Je baisse les yeux vers mon bol, perplexe. Suis-je prête ? Je n'en sais rien. Est-ce que Percy est prêt à entendre que sa fille est sortie avec un futur mage noir ? Je ne sais pas non plus. Je fais un petit sourire crispé.
« On verra bien. Je ne sais même pas à quelle heure il doit venir.
– Il n'y a pas de raison pour que ça ne se passe pas bien. Tu lui as dit pour Scott et toi ?
– Certainement pas. Mais je ne sais pas s'il faut que je le fasse maintenant...
– En parlant du loup, voilà Scott qui arrive ... qui s'approche même et a l'air de vouloir te parler ... Tu veux qu'on s'en aille ? »
Je pivote rapidement pour voir Scott se précipiter en effet vers moi. Je fais une petite grimace en laissant tomber mon bol pour me lever, déterminée.
« Reste-là, je m'en occupe. »
Lysander me regarde m'éloigner pour rejoindre Scott qui me prend le bras. Je sais que le Scamander me surveille du coin de l'œil, je pose ma main sur les doigts de Scott pour qu'il les enlève immédiatement de ma peau.
« Qu'est-ce que tu veux ?
– J'ai une proposition à te faire. C'est très important. »
Il a l'air particulièrement préoccupé et pressé et regarde sans cesse par dessus son épaule. Je ne sais pas vraiment quoi en penser. Mon regard croise celui de Lysander qui nous fixe. Je lui adresse un léger hochement de tête avant de pousser mon ex-petit-ami devant moi pour qu'on aille autre part pour discuter à l'abri des oreilles indiscrètes. Je le suis jusqu'au parc malgré le froid qui s'insinue sous ma jupe.
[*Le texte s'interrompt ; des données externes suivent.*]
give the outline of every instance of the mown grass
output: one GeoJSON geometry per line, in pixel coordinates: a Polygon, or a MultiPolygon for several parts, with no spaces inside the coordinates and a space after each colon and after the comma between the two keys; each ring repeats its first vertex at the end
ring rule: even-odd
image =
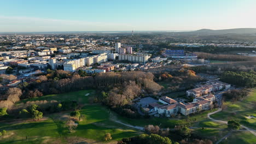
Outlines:
{"type": "Polygon", "coordinates": [[[211,140],[214,143],[226,135],[228,131],[226,130],[205,128],[203,129],[195,129],[192,133],[200,136],[203,139],[211,140]]]}
{"type": "MultiPolygon", "coordinates": [[[[0,123],[0,130],[5,129],[10,135],[8,139],[0,139],[2,143],[42,143],[45,139],[56,139],[65,142],[65,137],[78,136],[102,141],[106,133],[112,134],[112,140],[120,140],[124,137],[138,135],[141,131],[114,122],[110,119],[109,110],[100,104],[88,104],[88,98],[95,94],[94,90],[85,90],[60,94],[51,94],[22,100],[20,103],[36,100],[77,100],[85,106],[80,110],[85,115],[85,120],[79,122],[74,133],[69,133],[65,122],[60,119],[62,114],[54,113],[45,116],[47,120],[15,124],[0,123]],[[85,94],[90,93],[88,96],[85,94]],[[62,138],[60,138],[61,135],[62,138]],[[26,137],[28,140],[26,140],[26,137]]],[[[69,115],[69,113],[63,113],[69,115]]]]}
{"type": "Polygon", "coordinates": [[[236,131],[223,140],[221,144],[252,144],[256,143],[256,137],[248,131],[236,131]]]}
{"type": "Polygon", "coordinates": [[[248,116],[256,115],[256,88],[252,89],[249,95],[242,100],[234,104],[230,101],[224,103],[228,107],[222,111],[212,115],[214,119],[229,121],[235,119],[248,127],[256,129],[256,118],[249,119],[248,116]]]}
{"type": "Polygon", "coordinates": [[[7,131],[6,139],[0,139],[1,143],[40,143],[44,139],[59,137],[58,127],[52,119],[40,122],[5,124],[0,129],[7,131]],[[27,140],[26,139],[27,138],[27,140]]]}
{"type": "Polygon", "coordinates": [[[211,63],[226,63],[227,61],[217,61],[217,60],[210,60],[211,63]]]}
{"type": "Polygon", "coordinates": [[[225,129],[228,128],[228,125],[225,124],[212,122],[210,120],[206,120],[204,121],[199,122],[197,125],[195,124],[194,126],[202,128],[214,128],[220,129],[225,129]]]}
{"type": "Polygon", "coordinates": [[[190,127],[198,126],[197,123],[207,119],[207,114],[216,111],[216,109],[204,111],[201,113],[196,113],[189,117],[181,116],[180,118],[166,118],[166,117],[152,117],[150,118],[139,118],[131,119],[121,117],[118,115],[117,116],[119,119],[123,122],[130,124],[132,125],[144,127],[149,124],[160,125],[160,127],[173,128],[176,125],[187,125],[190,127]]]}
{"type": "Polygon", "coordinates": [[[37,101],[37,100],[76,100],[79,102],[84,103],[88,103],[88,98],[91,95],[95,94],[95,92],[93,89],[83,90],[77,92],[72,92],[65,93],[49,94],[43,97],[40,97],[34,98],[27,99],[20,101],[17,104],[21,103],[26,103],[29,101],[37,101]],[[85,94],[90,93],[88,96],[85,96],[85,94]]]}

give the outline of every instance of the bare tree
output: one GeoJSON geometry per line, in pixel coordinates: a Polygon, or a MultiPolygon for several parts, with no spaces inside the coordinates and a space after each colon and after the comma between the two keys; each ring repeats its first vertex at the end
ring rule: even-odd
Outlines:
{"type": "Polygon", "coordinates": [[[149,133],[158,134],[160,128],[158,125],[154,126],[153,125],[148,125],[145,126],[144,129],[149,133]]]}
{"type": "Polygon", "coordinates": [[[20,97],[22,94],[21,90],[19,88],[10,88],[6,93],[7,100],[13,103],[20,100],[20,97]]]}
{"type": "Polygon", "coordinates": [[[66,123],[66,126],[68,128],[69,133],[74,131],[74,129],[77,127],[78,124],[75,123],[72,119],[69,119],[66,123]]]}

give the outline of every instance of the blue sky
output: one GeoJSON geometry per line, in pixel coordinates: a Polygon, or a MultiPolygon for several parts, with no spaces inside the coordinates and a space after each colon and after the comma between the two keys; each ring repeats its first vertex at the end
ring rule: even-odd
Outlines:
{"type": "Polygon", "coordinates": [[[0,0],[0,32],[256,27],[255,0],[0,0]]]}

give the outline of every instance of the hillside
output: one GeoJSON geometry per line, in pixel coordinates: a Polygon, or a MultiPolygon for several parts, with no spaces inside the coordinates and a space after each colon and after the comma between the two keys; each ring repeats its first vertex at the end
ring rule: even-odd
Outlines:
{"type": "Polygon", "coordinates": [[[210,29],[201,29],[191,32],[191,33],[208,34],[254,34],[256,33],[256,28],[241,28],[226,29],[213,30],[210,29]]]}

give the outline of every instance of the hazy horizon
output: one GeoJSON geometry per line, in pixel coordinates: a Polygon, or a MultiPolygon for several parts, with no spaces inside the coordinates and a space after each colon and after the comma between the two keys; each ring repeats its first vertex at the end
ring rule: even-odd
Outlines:
{"type": "Polygon", "coordinates": [[[191,31],[253,28],[253,0],[2,1],[0,32],[191,31]]]}

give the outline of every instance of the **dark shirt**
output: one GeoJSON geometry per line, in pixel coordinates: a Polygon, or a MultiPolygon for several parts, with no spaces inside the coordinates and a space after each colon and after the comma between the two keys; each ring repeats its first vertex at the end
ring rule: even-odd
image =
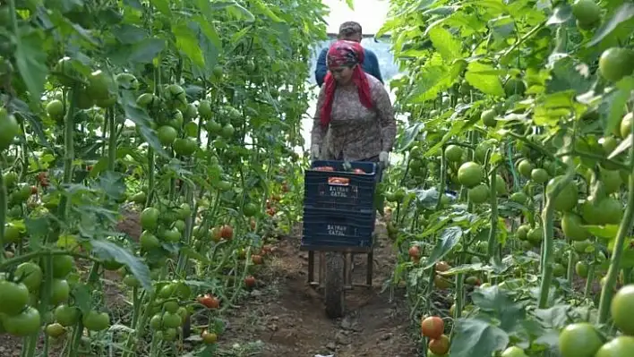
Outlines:
{"type": "MultiPolygon", "coordinates": [[[[376,58],[376,55],[367,48],[365,50],[365,58],[361,67],[364,71],[381,81],[383,83],[383,78],[381,76],[381,70],[379,69],[379,60],[376,58]]],[[[321,87],[323,84],[323,80],[326,78],[326,73],[328,73],[328,65],[326,64],[326,56],[328,55],[328,48],[321,50],[317,59],[317,67],[315,68],[315,80],[317,80],[317,84],[321,87]]]]}

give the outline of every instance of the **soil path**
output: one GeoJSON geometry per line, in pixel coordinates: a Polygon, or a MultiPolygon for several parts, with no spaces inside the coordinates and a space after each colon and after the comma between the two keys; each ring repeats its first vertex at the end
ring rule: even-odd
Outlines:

« Dépêche-toi de m'expliquer, avant que ma patience ne se fasse la malle.
– J'ai réfléchi à ce que tu m'as dit hier. Je sais que tu penses bien faire mais on ne peut pas faire ça comme ça.
– Bah voyons, comme c'est étonnant. Si ta proposition est que je revienne sur mes paroles et que je ne dise rien à personne, tu dois savoir que c'est perdu d'avance.
– Je veux bien que tu en parles à McGonagall et à ton père. Mais ... »
Je ne peux pas m'empêcher de laisser échapper un petit rire méprisant. Le « je veux bien mais » me semble si incongru. Je soupire :
« Tu n'as pas de condition à y mettre. Regarde-toi, Scott, tu es en tort depuis le début, tu vas en payer les conséquences. Un point c'est tout.
– Tu sais que si ton père apprend ce qu'il s'est passé, que tu étais au courant pour moi, que tu as fait une petite escapade avec moi la nuit, que, malgré tout, tu ne lui as jamais dit avant, il va être terriblement en colère contre toi.
– Jusque là tu ne m'apprends rien.
– Mais il risque d'être encore plus en colère contre moi, s'écrie-t-il, moi qui ait entraîné sa fille dans une telle galère.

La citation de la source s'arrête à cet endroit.